288. The method of claim 287, wherein amplifying comprises performing one or more quantitative polymerase chain reactions (qPCR).

289. The method of claim 287 or 288, wherein the qPCR is performed using one or more pair of primers, wherein each pair of primers comprises a forward primer and a reverse primer for amplifying the nucleotide sequence of the genomic marker of bacterial strain.

290. The method of claim 289, wherein the pair of primers for amplifying the nucleotide sequence of the genomic marker of comprises the forward primer set forth in any one of SEQ ID NOs: 17-32 and the reverse primer set forth in any one of SEQ ID NOs: 33-48.

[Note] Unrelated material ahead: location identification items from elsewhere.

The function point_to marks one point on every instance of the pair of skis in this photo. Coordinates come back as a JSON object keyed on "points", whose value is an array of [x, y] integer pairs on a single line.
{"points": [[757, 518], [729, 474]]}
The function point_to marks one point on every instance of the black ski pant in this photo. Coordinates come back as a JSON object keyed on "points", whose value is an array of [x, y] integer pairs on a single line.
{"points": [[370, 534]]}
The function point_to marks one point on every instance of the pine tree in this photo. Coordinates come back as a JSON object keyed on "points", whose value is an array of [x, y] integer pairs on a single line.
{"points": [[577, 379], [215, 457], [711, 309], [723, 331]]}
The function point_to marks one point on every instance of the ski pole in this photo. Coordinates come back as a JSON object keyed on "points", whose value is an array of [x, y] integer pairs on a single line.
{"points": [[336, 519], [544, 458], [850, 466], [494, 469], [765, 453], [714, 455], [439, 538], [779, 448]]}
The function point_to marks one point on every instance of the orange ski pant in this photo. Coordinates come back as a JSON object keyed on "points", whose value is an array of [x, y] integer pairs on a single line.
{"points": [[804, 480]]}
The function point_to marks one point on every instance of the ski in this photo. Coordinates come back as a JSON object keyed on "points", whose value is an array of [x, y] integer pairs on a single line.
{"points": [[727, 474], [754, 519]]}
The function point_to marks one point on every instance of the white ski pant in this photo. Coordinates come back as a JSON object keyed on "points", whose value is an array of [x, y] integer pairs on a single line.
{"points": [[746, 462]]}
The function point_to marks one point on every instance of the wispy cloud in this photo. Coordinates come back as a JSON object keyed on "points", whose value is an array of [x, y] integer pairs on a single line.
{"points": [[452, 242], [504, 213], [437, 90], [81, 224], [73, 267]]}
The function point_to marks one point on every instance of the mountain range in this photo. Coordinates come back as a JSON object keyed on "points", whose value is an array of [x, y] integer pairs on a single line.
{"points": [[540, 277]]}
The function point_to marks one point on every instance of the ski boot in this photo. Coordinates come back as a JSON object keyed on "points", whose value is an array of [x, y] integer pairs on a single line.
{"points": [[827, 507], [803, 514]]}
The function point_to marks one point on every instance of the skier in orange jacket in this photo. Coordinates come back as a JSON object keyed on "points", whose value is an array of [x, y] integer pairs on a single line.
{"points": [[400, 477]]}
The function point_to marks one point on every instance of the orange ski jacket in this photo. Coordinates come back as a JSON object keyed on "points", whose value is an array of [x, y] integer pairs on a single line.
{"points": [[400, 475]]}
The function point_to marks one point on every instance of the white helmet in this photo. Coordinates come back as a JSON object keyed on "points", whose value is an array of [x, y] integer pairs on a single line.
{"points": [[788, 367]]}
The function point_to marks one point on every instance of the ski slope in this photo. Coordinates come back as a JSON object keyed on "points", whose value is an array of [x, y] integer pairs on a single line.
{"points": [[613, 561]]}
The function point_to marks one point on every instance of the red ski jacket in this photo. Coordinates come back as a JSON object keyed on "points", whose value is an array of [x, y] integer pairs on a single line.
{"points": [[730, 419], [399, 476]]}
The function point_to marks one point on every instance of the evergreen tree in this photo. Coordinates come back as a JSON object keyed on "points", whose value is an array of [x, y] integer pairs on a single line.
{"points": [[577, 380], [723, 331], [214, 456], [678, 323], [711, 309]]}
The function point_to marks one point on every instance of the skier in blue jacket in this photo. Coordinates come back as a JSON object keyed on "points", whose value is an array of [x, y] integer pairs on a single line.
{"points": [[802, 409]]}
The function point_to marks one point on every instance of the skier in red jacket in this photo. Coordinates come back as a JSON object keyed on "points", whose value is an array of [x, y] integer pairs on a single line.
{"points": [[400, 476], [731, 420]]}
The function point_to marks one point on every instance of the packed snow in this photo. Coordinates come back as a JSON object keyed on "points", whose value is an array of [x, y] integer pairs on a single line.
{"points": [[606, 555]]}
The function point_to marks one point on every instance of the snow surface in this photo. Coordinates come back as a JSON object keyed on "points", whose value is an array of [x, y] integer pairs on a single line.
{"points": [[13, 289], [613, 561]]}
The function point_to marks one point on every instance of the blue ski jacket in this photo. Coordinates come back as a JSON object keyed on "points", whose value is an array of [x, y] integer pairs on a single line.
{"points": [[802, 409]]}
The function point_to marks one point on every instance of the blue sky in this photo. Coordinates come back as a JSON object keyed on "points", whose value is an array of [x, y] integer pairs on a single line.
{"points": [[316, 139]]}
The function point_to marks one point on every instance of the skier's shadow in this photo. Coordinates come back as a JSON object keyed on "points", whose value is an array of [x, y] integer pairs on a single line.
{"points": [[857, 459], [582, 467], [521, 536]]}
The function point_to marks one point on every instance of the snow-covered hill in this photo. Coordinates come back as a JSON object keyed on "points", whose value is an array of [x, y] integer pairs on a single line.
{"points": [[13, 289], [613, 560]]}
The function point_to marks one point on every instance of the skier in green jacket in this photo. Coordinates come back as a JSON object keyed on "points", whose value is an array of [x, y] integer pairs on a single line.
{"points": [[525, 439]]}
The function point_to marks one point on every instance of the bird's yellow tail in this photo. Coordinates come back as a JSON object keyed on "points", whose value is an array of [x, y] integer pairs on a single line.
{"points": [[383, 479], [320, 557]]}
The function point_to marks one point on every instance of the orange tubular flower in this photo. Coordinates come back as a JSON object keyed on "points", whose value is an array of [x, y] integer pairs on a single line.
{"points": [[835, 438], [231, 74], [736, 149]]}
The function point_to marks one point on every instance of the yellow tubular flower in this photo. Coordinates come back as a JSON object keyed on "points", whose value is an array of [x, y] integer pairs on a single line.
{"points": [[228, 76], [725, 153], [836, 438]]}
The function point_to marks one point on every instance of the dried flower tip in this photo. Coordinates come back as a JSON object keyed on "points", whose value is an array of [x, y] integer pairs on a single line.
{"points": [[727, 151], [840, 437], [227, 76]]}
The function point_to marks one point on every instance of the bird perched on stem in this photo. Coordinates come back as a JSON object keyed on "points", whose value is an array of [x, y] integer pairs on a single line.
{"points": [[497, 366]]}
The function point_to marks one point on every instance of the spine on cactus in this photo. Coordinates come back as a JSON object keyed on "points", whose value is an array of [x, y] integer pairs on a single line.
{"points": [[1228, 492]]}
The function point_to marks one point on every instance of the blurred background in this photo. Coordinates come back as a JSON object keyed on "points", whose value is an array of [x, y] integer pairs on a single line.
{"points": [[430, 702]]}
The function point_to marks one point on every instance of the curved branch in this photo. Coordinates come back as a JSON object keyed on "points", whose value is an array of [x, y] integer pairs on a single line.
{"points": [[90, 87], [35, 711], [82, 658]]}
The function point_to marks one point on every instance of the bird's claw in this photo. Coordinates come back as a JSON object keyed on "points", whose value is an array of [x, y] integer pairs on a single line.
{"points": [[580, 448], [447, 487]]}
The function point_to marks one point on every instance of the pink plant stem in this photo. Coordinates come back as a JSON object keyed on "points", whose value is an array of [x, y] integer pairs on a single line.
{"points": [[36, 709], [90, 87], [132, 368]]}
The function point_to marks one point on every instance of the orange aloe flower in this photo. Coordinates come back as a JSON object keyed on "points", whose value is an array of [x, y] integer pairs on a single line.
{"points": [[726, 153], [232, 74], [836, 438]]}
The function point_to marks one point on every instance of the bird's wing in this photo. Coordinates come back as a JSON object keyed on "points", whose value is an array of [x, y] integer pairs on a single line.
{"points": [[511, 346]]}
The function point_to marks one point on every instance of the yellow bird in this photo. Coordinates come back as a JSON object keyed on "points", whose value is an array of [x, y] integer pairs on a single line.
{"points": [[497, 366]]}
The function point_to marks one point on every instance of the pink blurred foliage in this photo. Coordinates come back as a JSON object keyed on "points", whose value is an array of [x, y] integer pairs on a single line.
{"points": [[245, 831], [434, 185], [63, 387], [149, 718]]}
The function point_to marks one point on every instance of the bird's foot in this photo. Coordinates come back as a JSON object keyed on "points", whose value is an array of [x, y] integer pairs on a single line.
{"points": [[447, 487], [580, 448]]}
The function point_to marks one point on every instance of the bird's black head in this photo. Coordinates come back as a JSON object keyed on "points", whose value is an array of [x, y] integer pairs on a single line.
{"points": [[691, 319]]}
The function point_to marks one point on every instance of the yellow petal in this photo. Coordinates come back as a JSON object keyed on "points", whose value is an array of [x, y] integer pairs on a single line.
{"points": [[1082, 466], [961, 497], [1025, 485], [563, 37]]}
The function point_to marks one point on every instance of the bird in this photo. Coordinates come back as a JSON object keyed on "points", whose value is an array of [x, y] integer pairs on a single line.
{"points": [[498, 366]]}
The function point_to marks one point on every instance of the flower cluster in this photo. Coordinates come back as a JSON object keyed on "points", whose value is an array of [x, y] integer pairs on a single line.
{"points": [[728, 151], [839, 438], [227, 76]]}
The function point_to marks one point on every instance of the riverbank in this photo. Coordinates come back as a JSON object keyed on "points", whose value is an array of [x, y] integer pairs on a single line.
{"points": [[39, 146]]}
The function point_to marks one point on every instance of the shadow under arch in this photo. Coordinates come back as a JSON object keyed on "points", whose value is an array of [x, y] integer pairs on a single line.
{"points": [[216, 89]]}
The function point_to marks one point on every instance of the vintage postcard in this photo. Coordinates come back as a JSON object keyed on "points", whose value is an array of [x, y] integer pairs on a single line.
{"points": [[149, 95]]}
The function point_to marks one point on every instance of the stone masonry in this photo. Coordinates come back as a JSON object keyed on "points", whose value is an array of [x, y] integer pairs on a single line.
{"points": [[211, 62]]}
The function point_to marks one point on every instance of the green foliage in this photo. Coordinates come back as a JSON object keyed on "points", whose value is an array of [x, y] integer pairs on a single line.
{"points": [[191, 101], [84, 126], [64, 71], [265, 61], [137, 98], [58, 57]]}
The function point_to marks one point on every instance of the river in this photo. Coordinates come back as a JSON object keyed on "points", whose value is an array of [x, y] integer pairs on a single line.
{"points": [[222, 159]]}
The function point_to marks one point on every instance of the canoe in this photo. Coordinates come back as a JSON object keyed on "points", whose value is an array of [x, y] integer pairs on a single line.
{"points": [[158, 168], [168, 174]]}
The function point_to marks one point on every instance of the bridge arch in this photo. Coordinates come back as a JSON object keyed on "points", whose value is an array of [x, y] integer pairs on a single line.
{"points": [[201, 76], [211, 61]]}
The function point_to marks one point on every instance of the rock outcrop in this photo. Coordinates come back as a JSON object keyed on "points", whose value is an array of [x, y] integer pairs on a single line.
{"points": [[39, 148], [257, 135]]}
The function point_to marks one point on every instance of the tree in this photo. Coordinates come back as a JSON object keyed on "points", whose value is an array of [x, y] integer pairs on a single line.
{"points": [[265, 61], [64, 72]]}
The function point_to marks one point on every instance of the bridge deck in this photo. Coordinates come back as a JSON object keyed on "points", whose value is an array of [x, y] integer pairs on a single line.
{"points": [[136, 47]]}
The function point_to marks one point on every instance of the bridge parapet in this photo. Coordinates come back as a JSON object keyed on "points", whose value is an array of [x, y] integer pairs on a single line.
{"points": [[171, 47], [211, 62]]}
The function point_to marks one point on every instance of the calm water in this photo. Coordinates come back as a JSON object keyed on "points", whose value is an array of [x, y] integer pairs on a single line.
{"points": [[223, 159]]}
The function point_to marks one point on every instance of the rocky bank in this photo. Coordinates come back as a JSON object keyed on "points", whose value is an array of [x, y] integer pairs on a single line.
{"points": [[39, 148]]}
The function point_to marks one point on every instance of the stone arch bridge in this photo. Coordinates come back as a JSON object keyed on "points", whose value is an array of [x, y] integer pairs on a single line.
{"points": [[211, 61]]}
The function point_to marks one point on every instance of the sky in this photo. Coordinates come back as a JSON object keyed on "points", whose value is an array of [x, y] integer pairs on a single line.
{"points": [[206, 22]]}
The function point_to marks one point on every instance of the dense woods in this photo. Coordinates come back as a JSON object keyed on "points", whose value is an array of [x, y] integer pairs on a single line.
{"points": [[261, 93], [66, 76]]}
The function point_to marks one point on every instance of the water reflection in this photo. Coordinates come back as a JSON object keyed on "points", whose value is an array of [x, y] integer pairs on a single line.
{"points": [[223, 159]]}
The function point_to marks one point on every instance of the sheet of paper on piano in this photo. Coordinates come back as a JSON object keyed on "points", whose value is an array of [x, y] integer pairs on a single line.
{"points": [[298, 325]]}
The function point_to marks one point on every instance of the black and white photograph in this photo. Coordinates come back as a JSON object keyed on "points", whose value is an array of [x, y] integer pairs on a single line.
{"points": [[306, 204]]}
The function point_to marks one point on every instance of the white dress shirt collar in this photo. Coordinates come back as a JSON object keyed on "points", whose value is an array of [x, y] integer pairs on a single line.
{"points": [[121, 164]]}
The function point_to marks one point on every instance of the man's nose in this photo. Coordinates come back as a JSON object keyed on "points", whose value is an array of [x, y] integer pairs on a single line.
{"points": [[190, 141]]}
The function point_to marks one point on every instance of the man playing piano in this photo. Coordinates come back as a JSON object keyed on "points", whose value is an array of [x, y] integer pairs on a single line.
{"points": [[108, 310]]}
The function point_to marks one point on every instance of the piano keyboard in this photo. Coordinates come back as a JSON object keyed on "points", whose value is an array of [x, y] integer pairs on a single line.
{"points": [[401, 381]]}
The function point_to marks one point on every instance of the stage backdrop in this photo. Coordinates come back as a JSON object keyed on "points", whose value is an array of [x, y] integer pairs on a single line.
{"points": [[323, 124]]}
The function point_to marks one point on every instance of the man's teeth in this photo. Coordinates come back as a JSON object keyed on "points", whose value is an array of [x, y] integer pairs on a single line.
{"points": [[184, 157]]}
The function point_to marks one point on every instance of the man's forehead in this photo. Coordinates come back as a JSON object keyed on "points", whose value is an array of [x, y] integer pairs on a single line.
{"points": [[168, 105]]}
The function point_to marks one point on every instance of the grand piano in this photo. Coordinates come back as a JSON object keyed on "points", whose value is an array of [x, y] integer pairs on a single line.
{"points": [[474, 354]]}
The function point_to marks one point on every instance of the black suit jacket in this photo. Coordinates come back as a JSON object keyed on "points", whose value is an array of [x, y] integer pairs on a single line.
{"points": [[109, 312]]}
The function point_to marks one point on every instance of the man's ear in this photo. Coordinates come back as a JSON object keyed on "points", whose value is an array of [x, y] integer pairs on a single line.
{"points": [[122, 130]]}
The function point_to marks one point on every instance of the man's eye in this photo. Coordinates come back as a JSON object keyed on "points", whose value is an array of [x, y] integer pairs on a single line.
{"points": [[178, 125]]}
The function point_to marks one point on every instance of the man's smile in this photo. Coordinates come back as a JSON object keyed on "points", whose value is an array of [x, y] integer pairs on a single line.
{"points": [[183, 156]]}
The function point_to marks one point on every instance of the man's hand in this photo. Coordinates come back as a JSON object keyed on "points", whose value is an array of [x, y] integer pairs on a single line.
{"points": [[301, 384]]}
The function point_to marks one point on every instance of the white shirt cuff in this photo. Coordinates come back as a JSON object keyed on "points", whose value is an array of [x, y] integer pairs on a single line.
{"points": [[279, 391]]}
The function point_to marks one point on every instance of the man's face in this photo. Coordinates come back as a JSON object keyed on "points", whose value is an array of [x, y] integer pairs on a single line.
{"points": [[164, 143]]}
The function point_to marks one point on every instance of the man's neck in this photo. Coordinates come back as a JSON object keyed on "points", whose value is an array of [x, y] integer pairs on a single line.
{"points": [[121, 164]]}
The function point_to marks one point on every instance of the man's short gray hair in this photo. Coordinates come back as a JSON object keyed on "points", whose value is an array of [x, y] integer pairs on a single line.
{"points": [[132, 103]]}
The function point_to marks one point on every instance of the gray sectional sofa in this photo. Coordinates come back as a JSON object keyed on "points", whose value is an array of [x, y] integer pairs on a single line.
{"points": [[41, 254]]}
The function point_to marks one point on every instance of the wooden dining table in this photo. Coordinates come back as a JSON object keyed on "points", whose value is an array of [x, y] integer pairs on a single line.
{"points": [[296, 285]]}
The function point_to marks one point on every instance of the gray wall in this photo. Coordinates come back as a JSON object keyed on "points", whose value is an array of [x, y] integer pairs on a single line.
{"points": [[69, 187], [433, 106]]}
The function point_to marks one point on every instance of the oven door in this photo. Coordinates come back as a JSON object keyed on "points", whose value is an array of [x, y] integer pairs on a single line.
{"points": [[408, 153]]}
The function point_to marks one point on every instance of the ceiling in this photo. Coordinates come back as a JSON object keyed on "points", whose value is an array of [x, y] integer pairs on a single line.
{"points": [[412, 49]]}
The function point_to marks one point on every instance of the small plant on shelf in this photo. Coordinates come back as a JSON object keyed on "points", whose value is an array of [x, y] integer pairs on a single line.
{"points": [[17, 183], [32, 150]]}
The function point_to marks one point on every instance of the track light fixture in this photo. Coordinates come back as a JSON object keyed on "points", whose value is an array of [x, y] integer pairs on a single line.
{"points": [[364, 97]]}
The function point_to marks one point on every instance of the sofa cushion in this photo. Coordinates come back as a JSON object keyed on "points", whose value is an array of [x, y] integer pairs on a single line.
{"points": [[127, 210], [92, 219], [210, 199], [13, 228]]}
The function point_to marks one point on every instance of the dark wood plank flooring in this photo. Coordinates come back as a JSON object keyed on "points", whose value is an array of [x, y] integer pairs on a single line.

291. The method of any one of claims 288-290, wherein the qPCR reaction further comprises a DNA probe.

292. The method of claim 291, wherein the DNA probe comprises a fluorophore and at least one quencher.

293. The method of claim 291 or 292, wherein the DNA probe comprises a sequence that is present in any one of the sequences set forth in SEQ ID NOs: 49-64.

294. The method of any one of claims 287-293, wherein if a genomic marker for a bacterial strain is absent in the amplified nucleotide sequences, the method further comprises administering one or more additional doses of the bacterial composition to the subject.